Quali conseguenze giuridiche subirebbe un datore di lavoro, se basandosi su quanto ha affermato la Cassazione in passato, questa invece si esprimesse in maniera diversa, se non addirittura contrastante? Anche perché la Corte spesso ha cambiato posizione nel corso degli anni.

Fidarsi è bene, ma non fidarsi è meglio, diceva un vecchio detto.

Il fattore tempo, quando costituisce elemento di accumulo potenziale di debito come nel caso di domanda di reintegra, diventa determinante nell’ambito di una decisione nella quale la sola probabilità di variazione di orientamento deve essere un fattore dominante del processo decisionale.

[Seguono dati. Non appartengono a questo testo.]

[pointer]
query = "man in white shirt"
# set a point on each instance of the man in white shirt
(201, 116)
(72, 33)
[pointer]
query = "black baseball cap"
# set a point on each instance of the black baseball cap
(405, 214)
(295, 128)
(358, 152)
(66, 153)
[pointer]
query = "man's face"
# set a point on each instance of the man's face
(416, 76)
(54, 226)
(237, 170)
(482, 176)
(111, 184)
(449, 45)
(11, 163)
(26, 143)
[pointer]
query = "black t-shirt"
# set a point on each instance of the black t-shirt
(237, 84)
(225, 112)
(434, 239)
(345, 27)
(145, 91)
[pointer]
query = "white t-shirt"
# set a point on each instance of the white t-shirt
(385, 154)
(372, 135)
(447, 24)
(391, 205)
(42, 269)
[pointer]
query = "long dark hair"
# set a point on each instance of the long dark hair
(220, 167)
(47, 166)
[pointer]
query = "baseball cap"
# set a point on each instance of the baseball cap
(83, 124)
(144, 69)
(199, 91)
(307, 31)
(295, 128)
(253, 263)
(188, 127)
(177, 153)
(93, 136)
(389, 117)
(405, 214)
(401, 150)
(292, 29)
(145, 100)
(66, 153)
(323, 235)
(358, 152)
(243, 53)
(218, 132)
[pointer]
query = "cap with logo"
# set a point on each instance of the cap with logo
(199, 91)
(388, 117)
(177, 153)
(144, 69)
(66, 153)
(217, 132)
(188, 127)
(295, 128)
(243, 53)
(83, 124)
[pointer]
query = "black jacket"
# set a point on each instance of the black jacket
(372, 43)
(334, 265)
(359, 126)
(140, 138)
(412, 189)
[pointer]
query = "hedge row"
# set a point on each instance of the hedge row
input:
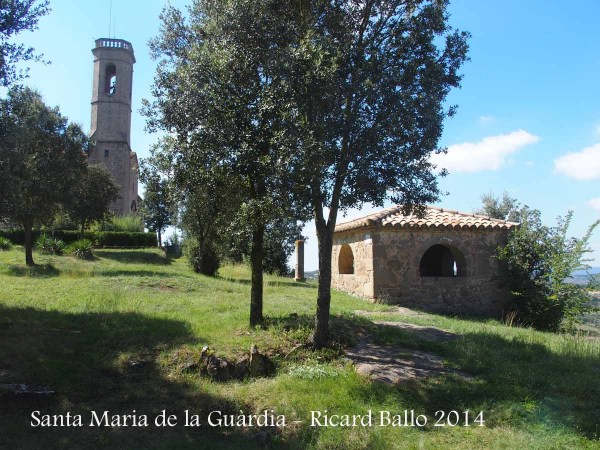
(99, 238)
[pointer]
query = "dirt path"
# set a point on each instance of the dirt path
(393, 364)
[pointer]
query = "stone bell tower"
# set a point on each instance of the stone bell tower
(111, 119)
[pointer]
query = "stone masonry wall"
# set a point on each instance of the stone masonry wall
(395, 256)
(361, 282)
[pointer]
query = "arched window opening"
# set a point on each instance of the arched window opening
(110, 79)
(346, 260)
(442, 261)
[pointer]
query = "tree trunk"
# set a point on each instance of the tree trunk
(256, 261)
(324, 293)
(28, 227)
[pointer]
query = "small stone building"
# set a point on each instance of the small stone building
(443, 262)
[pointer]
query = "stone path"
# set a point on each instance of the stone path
(393, 364)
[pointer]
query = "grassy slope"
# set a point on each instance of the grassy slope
(113, 334)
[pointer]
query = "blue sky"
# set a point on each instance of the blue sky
(528, 120)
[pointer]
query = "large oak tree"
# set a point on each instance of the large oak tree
(41, 159)
(217, 91)
(17, 16)
(370, 81)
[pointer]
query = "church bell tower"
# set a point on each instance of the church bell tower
(111, 119)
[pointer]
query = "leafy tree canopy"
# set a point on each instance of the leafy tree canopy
(92, 196)
(539, 261)
(505, 208)
(17, 16)
(42, 157)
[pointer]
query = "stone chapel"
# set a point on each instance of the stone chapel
(442, 262)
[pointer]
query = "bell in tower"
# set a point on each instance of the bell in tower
(111, 119)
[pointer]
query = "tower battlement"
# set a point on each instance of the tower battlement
(111, 118)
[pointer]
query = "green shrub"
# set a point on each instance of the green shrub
(5, 244)
(127, 224)
(539, 261)
(98, 238)
(203, 259)
(50, 245)
(81, 249)
(125, 239)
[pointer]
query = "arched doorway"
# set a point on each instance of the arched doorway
(346, 260)
(442, 260)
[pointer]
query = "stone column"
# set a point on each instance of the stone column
(300, 261)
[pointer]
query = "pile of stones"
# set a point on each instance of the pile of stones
(254, 364)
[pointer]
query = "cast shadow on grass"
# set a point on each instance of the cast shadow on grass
(344, 329)
(134, 273)
(246, 281)
(38, 271)
(134, 256)
(516, 381)
(103, 362)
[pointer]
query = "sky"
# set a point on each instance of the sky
(528, 119)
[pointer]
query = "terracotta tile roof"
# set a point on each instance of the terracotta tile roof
(434, 217)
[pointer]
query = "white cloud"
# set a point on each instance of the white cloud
(486, 120)
(583, 165)
(488, 154)
(594, 203)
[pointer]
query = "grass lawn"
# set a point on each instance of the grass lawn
(116, 333)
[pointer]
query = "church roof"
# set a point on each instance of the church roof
(434, 218)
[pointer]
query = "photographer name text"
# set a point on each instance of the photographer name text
(266, 418)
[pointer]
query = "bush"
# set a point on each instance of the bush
(50, 246)
(5, 244)
(538, 261)
(98, 238)
(81, 249)
(127, 224)
(125, 239)
(203, 259)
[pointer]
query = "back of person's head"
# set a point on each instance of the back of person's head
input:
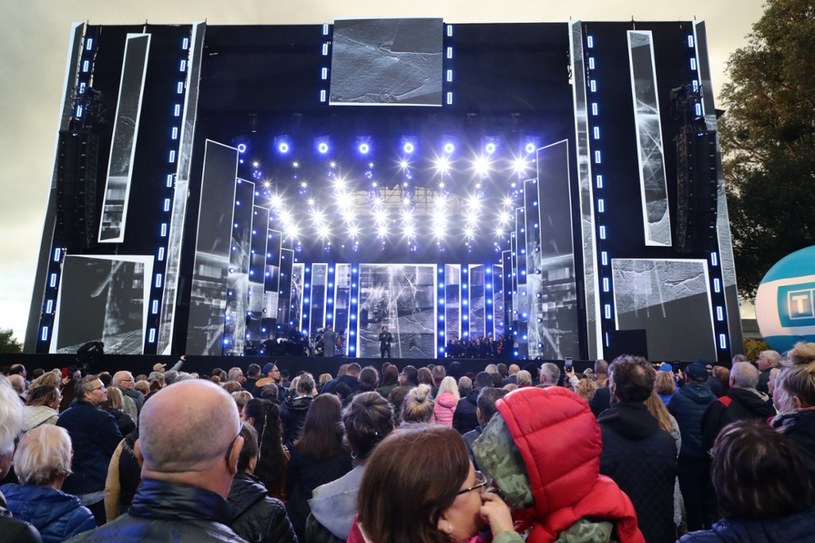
(465, 385)
(249, 453)
(368, 419)
(179, 435)
(305, 384)
(368, 378)
(390, 375)
(115, 399)
(744, 375)
(322, 429)
(487, 398)
(411, 478)
(482, 379)
(550, 374)
(632, 378)
(411, 375)
(418, 405)
(448, 384)
(11, 420)
(802, 353)
(757, 473)
(43, 395)
(523, 378)
(425, 376)
(43, 455)
(665, 383)
(795, 387)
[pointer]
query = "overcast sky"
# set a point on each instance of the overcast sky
(33, 51)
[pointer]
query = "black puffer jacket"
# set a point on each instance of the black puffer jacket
(641, 458)
(255, 516)
(465, 418)
(167, 512)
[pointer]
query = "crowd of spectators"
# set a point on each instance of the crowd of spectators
(629, 451)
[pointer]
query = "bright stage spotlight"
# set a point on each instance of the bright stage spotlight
(481, 166)
(442, 165)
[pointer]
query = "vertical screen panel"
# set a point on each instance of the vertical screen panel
(239, 266)
(125, 133)
(103, 298)
(670, 300)
(558, 324)
(653, 180)
(401, 296)
(212, 247)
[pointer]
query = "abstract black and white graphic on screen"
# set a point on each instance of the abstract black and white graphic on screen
(556, 322)
(670, 300)
(125, 132)
(208, 296)
(387, 61)
(653, 180)
(401, 297)
(103, 298)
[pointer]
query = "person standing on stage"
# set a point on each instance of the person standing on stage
(385, 340)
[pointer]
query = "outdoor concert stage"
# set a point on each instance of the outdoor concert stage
(555, 184)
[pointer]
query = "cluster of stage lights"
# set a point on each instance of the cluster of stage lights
(343, 219)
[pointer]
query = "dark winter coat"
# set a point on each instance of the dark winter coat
(255, 516)
(799, 428)
(55, 514)
(465, 417)
(94, 436)
(304, 475)
(799, 527)
(293, 415)
(166, 512)
(688, 406)
(737, 404)
(641, 458)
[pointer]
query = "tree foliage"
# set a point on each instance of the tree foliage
(8, 344)
(768, 140)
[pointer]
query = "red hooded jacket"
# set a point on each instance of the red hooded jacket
(560, 442)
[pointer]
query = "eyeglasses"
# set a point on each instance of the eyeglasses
(480, 482)
(232, 444)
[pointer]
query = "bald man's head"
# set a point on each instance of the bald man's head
(187, 428)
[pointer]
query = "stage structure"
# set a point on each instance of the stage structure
(557, 184)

Infatti l’azienda potrebbe andare incontro a conseguenze gravissime qualora il dipendente vincesse una causa di lavoro avente ad oggetto l’impugnazione del licenziamento. Possono esserci – e non è così infrequente, anzi – delle situazioni in cui il lavoratore ha il diritto di richiedere di essere reintegrato nel posto di lavoro e di ricevere anche un importante risarcimento.
Ecco, davanti a scenari di questo tipo, il datore deve sempre trattare la questione con i guanti e assicurarsi di tutelare la propria posizione con ogni mezzo.

Il concetto di accumulo potenziale del debito rende bene l’idea laddove una decisione negativa con pronuncia in termini di reintegro dovesse essere assunta a distanza di anni o decenni con ogni conseguente condanna al pagamento delle retribuzioni che nel tempo sono maturate a favore del lavoratore. Le cifre a volte raggiungono importi sconcertanti ed impossibili da sostenere da parte di una piccola o media azienda.

C’è poi un’ultima considerazione da non trascurare: la valenza politica di una presa di posizione da parte della Corte. Se per motivi politici la Cassazione ha dato ragione ad un’azienda in passato, avallando il licenziamento, potrebbe però non rifarlo in futuro, sulla scia di un altro orientamento politico. Anche in questo caso il datore di lavoro si espone a delle conseguenze gravissime. Tornando al fatto di cronaca: fermo restando che è stata gravissima la discriminazione e meraviglioso il fatto che la Cassazione abbia confermato il licenziamento per giusta causa, dobbiamo tuttavia tenere presente che ci sono altre situazioni – magari anche più gravi di questa – che però non sono così pregnanti per la cronaca e al centro del dibattito politico e sociale.

Consigliamo quindi sempre di valutare ogni singola vicenda nei minimi dettagli, supportati da professionisti in grado di valutare – e prevedere – eventuali sviluppi sgradevoli.